Another nod. “I understand.”
Alone in the wide world, after all. “You’ll have to run.”
“Or hide somewhere.” He made a small movement with his shoulders: not quite a helpless shrug. “Which is better?”
She twitched a small smile. “I prefer to keep moving, myself. Although . . .” And she considered. “Establishing oneself in a small corner of some quiet place . . . making friends, accumulating a second history . . . It’s good to have people around you, Willam. If trouble comes, you may find you have more allies than you knew.”
Bel leaned against the wall, made a wry noise. “Well, pick one. He can’t stay in one place and keep moving at the same time.”
Rowan looked up. “Actually,” she said, feeling a great relief at the idea, “actually, I believe he can.”
22
Willam joined the crew of Graceful Days.
Of the ship’s crew members, only Gregori, Enid, the first mate, and the navigator knew of Willam’s presence during Jannik’s gathering in the Dolphin, and his connection with the events surrounding the wizard’s death.

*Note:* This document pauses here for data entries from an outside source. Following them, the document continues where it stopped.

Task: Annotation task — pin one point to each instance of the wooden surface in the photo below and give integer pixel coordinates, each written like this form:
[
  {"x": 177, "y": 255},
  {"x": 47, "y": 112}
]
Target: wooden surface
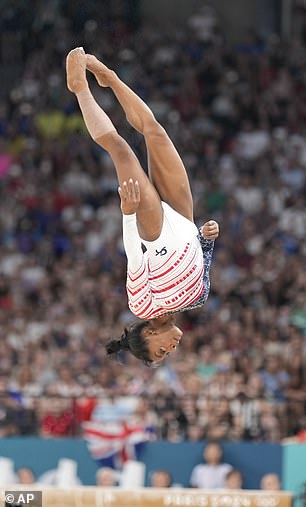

“But the others will know that something happened,” Bel pointed out as they walked down the street to the harbor. The day was bright, brilliant and clear, but the weather had become even colder. Rowan was warm under two sweaters and a scarf, with her steerswoman’s cloak drawn about her. Bel had unearthed from her gear her piebald goatskin Outskirter cloak and boots. Gregori and the navigator had earlier spirited Willam away for an outfitting, and now he was dressed in secondhand sailor’s clothing: a short, warm coat, heavy wool trousers, a rough gray scarf, and a knit stocking cap. He carried a battered duffel bag.
“The story has already flown around the city,” Bel went on. “I’m sure the sailors have picked it up by now. They’ll probably talk of nothing else for months.” She spoke seemingly to the air; she rarely looked in Willam’s direction.
“I’ll try to act all agog when they tell it to me.” Will spoke with a forced cheerfulness. It was a poor attempt, and Bel did not respond in kind.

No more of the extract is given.